Our culture is essentially REM deprived. All substances which effect the central nervous system , eg. alcohol, cannabis, sleeping tablets, anti-depressant drugs, inhibit our brain's ability to engage in REM sleep. In terms of alcohol, a person need only have as little as two standard drinks to have their REM sleep heavily curtailed. On average, Australians consume around 15 standard drinks of alcohol per week, meaning that the average Australian is inhibiting his/her capacity for REM sleep. Around one in twenty Australians are on anti-depressant drugs, some of which inhibit 100% of REM sleep, with others inhibiting less amounts. As such, it appears that most people are simply not getting enough REM sleep, so important for psychological well-being, even though they may be sleeping 'enough' hours per night. When you consider the research (see link below), this is frightening. Not many of us will be so sleep deprived that we are propelled towards psychotic-type symptoms, but it appears that many, if not most of us are REM sleep deprived enough to be causing us psychological problems.

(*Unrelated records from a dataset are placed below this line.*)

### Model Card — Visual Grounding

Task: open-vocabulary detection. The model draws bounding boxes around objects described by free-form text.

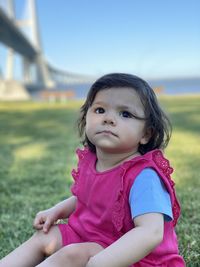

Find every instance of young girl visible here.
[0,73,185,267]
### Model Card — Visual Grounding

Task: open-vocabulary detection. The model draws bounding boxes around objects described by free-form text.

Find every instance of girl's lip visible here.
[97,130,117,136]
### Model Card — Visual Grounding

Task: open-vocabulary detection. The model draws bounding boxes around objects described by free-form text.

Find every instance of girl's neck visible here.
[96,150,140,172]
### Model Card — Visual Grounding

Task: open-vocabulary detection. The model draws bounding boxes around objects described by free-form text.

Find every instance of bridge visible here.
[0,0,95,100]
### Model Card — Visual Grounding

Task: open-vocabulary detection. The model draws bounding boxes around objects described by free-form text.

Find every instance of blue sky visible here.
[0,0,200,78]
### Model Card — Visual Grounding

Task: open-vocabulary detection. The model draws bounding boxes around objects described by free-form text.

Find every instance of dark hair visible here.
[78,73,172,154]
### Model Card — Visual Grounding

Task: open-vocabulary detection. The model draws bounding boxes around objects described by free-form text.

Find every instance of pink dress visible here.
[59,149,185,267]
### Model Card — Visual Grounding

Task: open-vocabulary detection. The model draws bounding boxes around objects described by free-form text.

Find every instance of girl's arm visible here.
[86,213,164,267]
[33,196,77,233]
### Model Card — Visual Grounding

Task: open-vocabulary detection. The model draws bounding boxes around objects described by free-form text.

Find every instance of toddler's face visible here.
[86,88,148,156]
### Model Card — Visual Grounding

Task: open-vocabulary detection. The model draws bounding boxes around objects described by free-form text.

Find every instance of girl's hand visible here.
[33,207,58,233]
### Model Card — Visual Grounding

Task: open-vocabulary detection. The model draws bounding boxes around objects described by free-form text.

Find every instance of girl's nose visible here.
[103,114,116,126]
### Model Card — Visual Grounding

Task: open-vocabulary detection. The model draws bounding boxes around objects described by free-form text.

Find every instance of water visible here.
[149,78,200,95]
[30,78,200,99]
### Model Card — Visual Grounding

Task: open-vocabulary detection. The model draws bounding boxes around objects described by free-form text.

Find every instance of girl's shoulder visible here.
[76,147,96,161]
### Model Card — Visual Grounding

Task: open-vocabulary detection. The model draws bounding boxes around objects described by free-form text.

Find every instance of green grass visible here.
[0,96,200,267]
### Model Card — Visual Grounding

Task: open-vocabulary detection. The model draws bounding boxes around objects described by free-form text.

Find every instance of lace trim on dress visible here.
[112,169,126,232]
[71,148,88,196]
[152,150,180,226]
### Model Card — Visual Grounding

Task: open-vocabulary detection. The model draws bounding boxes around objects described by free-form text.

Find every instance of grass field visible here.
[0,96,200,267]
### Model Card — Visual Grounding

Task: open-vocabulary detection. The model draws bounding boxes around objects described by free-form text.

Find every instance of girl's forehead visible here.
[93,87,142,105]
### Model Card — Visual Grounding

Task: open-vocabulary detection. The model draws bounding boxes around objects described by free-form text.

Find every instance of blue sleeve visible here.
[129,168,173,221]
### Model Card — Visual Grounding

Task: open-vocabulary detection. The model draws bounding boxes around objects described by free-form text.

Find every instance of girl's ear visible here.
[140,128,153,145]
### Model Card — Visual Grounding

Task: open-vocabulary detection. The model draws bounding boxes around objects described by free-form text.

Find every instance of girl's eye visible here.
[95,108,105,114]
[120,111,133,118]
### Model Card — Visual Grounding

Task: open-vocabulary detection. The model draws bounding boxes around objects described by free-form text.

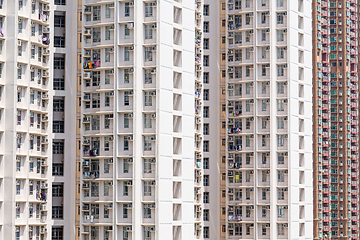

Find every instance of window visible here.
[145,25,153,39]
[203,123,209,135]
[105,48,111,62]
[204,38,209,49]
[143,181,151,196]
[278,170,285,182]
[204,227,210,238]
[278,188,285,200]
[144,114,152,128]
[204,175,209,186]
[278,153,285,164]
[53,99,64,112]
[203,106,210,118]
[204,89,209,101]
[278,206,285,218]
[53,78,65,90]
[51,227,65,240]
[54,57,65,69]
[105,4,114,18]
[203,209,210,221]
[92,27,101,42]
[203,22,209,32]
[54,36,65,48]
[52,142,64,154]
[124,47,130,62]
[105,92,111,107]
[145,3,153,17]
[277,82,286,94]
[124,136,129,151]
[203,72,209,83]
[144,92,152,106]
[203,5,209,16]
[144,204,151,218]
[145,47,153,62]
[204,55,209,67]
[277,117,285,129]
[124,2,130,17]
[277,135,285,147]
[51,206,63,219]
[278,224,286,236]
[53,121,64,133]
[203,158,209,169]
[52,163,64,176]
[277,100,285,112]
[52,183,64,197]
[54,15,65,27]
[144,136,152,151]
[93,6,101,21]
[203,192,209,203]
[91,93,100,108]
[276,13,284,24]
[276,30,284,42]
[203,141,209,152]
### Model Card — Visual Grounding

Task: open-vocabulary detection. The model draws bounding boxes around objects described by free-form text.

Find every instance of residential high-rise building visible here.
[0,0,76,240]
[312,0,359,239]
[79,0,203,240]
[6,0,359,240]
[204,0,313,239]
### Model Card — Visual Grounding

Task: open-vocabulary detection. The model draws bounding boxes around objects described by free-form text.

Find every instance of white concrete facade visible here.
[225,0,312,239]
[0,0,76,240]
[80,0,202,240]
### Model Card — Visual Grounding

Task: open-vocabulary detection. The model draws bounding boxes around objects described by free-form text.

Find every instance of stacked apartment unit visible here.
[313,0,359,239]
[221,0,312,239]
[79,0,202,240]
[0,0,75,240]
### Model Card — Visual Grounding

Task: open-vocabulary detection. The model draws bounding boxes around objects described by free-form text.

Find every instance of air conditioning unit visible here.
[41,204,47,212]
[126,23,134,29]
[84,72,91,78]
[40,227,47,234]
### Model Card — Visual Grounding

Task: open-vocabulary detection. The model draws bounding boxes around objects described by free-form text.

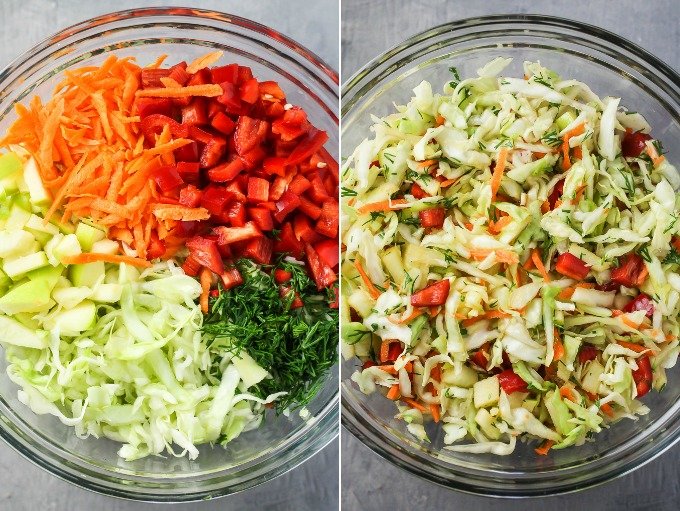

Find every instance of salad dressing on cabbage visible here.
[341,58,680,455]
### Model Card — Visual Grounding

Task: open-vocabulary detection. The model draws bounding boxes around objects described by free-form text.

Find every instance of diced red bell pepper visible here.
[279,286,305,310]
[141,114,189,141]
[239,78,260,105]
[201,186,232,215]
[274,268,293,284]
[176,161,201,184]
[182,254,201,277]
[418,207,446,227]
[316,201,340,238]
[241,236,274,264]
[208,158,246,183]
[623,293,654,318]
[220,268,243,289]
[298,196,321,220]
[633,355,654,397]
[210,112,236,135]
[258,81,286,101]
[411,183,430,199]
[213,222,262,245]
[141,68,170,89]
[305,243,338,289]
[152,165,184,193]
[411,279,451,307]
[247,176,269,202]
[274,222,304,259]
[274,191,300,223]
[611,252,645,287]
[307,175,330,204]
[179,185,203,208]
[578,344,600,364]
[210,64,238,83]
[248,207,274,231]
[135,98,173,119]
[227,202,246,227]
[174,142,200,163]
[314,239,340,269]
[262,156,286,176]
[182,98,208,126]
[234,115,269,156]
[555,252,590,280]
[146,231,165,260]
[548,179,564,210]
[621,131,652,158]
[187,236,224,274]
[498,369,528,394]
[286,128,328,165]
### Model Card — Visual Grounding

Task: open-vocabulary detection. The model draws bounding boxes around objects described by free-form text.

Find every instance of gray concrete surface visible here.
[341,0,680,511]
[0,0,339,511]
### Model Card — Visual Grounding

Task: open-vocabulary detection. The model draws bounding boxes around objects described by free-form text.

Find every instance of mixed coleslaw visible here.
[341,58,680,454]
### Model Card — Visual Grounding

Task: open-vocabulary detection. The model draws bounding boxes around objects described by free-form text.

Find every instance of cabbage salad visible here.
[341,58,680,455]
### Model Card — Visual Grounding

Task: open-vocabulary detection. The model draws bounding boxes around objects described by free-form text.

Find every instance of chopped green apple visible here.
[0,280,52,316]
[2,251,49,280]
[24,158,51,204]
[0,316,48,350]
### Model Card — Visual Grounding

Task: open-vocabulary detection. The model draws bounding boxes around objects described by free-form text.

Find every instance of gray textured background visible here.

|Posted on July 10, 2014 at 6:25 AM||comments (0)|
Memory reconsolidation is a phenomenon of neuro-plasticity, or the ability of the brain to change itself. This capacity is good news for people who suffer from all sorts of psychological problems, as it creates the possibility of erasing the cognitive and emotional aspects of such problems while leaving the autobiographical memory intact. Coherence Therapy is an example of a psychotherapeutic approach which overtly and deliberately attempts memory reconsolidation, while many other approaches, such as EMDR, Gestalt psychotherapy, Hakomi, Emotion Focused Therapy to name a few, often result in transformative change which has occurred as a result of memory reconsolidation that has been triggered by the therapy. (See my artlcle: 'Inside EMDR', under the EMDR button on the home page for a more lengthy discussion).
In order for memory reconsoldiation to be launched, the target memory or experience needs to be reactivated. Then, a form of experience which stands in stark contradiction to the reactivated experience must be presented. It was only in 2004 that neuroscientists established that memory reconsolidation was a phenomenon which could occur in humans via behavioural means- until then, research had demonstrated its possibility via chemical means. The following research, conducted on mice, is exploring the possibility of memory reconsolidation of pain memories, and pain hypersensitivity which results from exposure to painful stimuli, via chemical means. Although the research is at an early stage, and working with non-human subjects, it does show the incremental nature of scientific endevours. It is quite possible that given a few more years of research, the research may be extended to humans; and then to behavioural/psychological means of addressing chronic pain via memory reconsolidation. In the meantime, Coherence Therapy regularly achieves excellent results with the psychological/emotional issues which often 'drive' chronic pain, resulting in resolution of pain. Perhaps the eventual goal of such neuroscience research is already with us?